Peki bu borç nasıl kapanacak?
Yurt içi yerleşiklerin elindeki döviz miktarının çözülmesi sağlanarak bu rezervin sağlanmasına çalışılıyor gibi gözüküyor. Ne kadar başarılı olup olmayacağımızı zaman gösterecek ama ben bu yöntemle sağlıklı bir sonuç sağlanacağını düşünmüyorum. Türkiye Cumhuriyet Merkez Bankası (TCMB) tarafından açıklanan verilere göre geçtiğimiz haftalarda 230 milyar 424 milyon dolar olan yurt içi yerleşiklerin döviz mevduatı 12 Mart ile sona eren haftada 230 milyar 330,6 milyon dolara geldi. Faiz artısıyla birlikte bundan 4 ay önce 236 milyar dolar seviyesini gören yurt içi yerleşiklerin dolar miktarında toplamda sadece 6 milyar dolarlık bir gevşeme oldu ve 230 milyar dolara kadar geri çekilme oldu. %8.75’lik faiz artışında yurt içi yerleşiklerin elindeki döviz miktarının sadece %2.5’i çözüldü.
Ekonomistlerin yapılan faiz artışı kararının kısa vadede yabancı yatırımların gelmesi anlamında etki yapabileceğinden ve enflasyonun gidişatını da düşürürsek önümüzdeki dönemde iyi bir reel faiz verilmesinin öncelikle yabancı sermayenin çıkışını durdurucu bir etkisi olacağından bahsetmekte fakat öz sermayesinden ziyade banka kredisiyle dönen esnafın, kobinin, ticari işletmelerin bu yükü nasıl kaldıracağına ve işletmelerini nasıl ayakta tutabileceğine hiç değinmemekteler. Ülkemizdeki asıl sorun yabancıyı tutmak mı yoksa faiz yükünden kurtarıp bu ülkenin müteşebbisine can suyu olmak mı? Bu faiz oranlarının faiz lobisi denen kısım hariç kimseye hiçbir faydasının olmadığını gördüğümüzde iş işten çoktan geçmiş olacak gibi duruyor. Faizler artmasına rağmen kredi kullanım oranları her geçen gün artarak devam ediyor. Bu da vatandaşın her geçen gün daha yüksek faizle borç kapaması anlamına geliyor. Faizler 6 aydır artış gösterirken bu kadar insan neden kredi kullanıyor ve kredi kullanan sayısı faizler yükselirken bu şekilde artıyor? Buna da bir cevabımız var tabii ki!

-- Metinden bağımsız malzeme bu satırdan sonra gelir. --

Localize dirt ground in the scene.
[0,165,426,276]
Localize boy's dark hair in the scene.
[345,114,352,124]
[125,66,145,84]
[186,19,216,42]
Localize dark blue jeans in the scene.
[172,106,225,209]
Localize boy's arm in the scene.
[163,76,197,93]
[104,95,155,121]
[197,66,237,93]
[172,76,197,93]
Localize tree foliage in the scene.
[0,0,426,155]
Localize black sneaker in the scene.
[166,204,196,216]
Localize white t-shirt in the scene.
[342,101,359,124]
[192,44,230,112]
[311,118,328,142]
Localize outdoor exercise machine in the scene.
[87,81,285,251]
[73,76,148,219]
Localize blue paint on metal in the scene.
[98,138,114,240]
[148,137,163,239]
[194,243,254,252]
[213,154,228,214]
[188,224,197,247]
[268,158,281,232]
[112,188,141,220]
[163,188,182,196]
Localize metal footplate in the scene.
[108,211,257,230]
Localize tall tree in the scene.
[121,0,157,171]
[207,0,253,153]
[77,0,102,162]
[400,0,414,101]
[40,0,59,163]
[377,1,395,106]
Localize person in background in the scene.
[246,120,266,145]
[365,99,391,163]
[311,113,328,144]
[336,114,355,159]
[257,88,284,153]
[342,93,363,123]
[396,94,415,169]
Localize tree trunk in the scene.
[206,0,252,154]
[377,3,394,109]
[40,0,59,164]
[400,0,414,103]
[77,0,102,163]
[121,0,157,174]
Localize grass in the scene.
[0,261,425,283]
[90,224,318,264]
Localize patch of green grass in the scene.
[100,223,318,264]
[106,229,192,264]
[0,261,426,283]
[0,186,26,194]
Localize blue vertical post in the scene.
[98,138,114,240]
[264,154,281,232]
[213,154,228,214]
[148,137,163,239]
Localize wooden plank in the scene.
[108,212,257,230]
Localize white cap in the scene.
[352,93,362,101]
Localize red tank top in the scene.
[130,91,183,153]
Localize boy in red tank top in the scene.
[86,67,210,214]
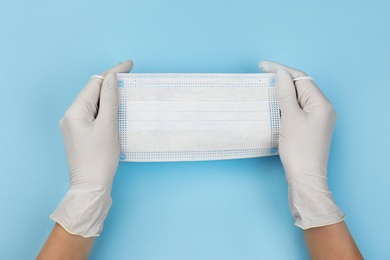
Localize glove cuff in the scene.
[288,177,345,230]
[50,190,112,237]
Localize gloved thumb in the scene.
[97,73,119,119]
[276,69,301,117]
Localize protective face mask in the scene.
[117,73,279,162]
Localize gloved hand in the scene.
[50,60,133,237]
[259,61,345,229]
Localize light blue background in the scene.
[0,0,390,260]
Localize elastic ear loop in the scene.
[293,76,314,82]
[90,75,104,80]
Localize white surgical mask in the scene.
[117,73,279,162]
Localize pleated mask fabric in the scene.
[117,73,280,162]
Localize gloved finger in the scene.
[259,61,329,112]
[96,73,119,125]
[66,60,133,121]
[276,69,301,119]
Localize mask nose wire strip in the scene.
[293,76,314,82]
[90,75,104,80]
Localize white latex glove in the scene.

İnsanlar ve işletmeler zor durumda olduğu için tek çareyi kredi çekmekte buluyor. Borcu olan ama yeterli geliri olmayan bireyler ve işletmeler borcu borçla takla attırmaya çalışıyor. Yani Çaresizlik! Yoksa ülkedeki 34 milyon insanın bireysel kredi ve kredi kartı borcu bu kadar faiz oranları artarken neden olsun ki!
Yerli yatırımcılar elindeki dolarını ve 70.000 puan giden endekste elde ettiği hisse senedi kârlarını satıyor, risksiz enstrüman olan faize yöneliyor. Faiz hassasiyeti yoksa vatandaş bu şekilde aksiyon almakta haklı. Ne yapsın bu adam bu faiz ortamında başka?..

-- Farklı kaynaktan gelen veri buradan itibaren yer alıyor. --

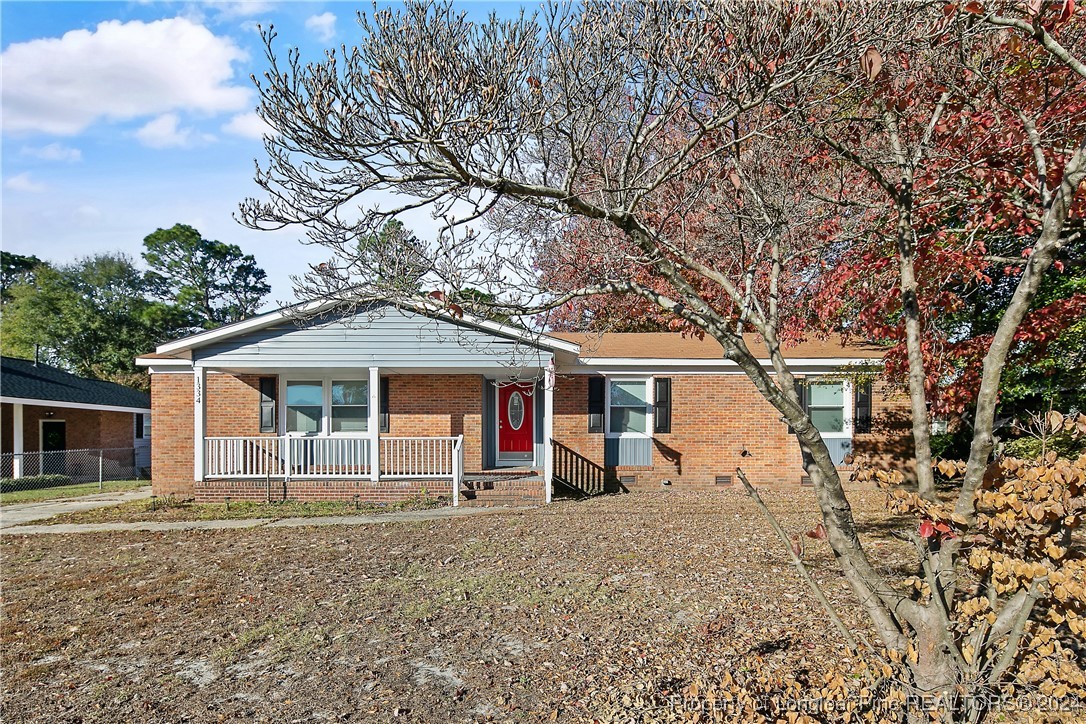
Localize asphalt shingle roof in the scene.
[0,357,151,409]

Borsada kurda kuşa yem olmaktansa en doğrusunun bu olduğunu düşünüyor ama bir yerde hata yapıyor: Enflasyon!
O aldığı faiz ancak parasının enflasyon karşısındaki değerini koruyor çünkü ürünlerin fiyatları da yerinden saymıyor. Alım gücü aldığı faiz geliri kadar azalıyor.

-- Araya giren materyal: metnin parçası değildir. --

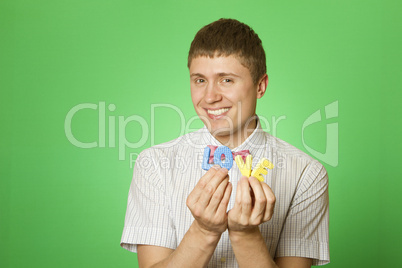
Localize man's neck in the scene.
[210,119,257,149]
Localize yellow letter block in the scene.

Her an her şeyin çok hızlı değişebildiği bir aksiyon içerisinde zayiat vermeden yatırımlarımıza yön vermeye hasbelkader çalışıyoruz.
Herkese sevgilerimle.
Instagram: @borsamusaviri
Twitter: @kadirturokozdmr
Web: www.borsamusaviri.com
Yılların emeği,bilgi birikimi,ve asil farkı ortaya koyan kalite.emeklerine sağlık kadir bey ilmek ilmek dokumuşsunuz konuyu Cok keyif alarak okudim.Bloomberg vs programlarda analiz yaptığını düşünenlerin de okumasını temenni ediyorum 👏👏👏
Emeğinize sağlık hocam Allah sizden razı olsun
Hocam çok güzel yorumlamışsınız. Herkesin anlayacağı şekilde ve akıcı bir yazı olmuş. Emeğinize sağlık.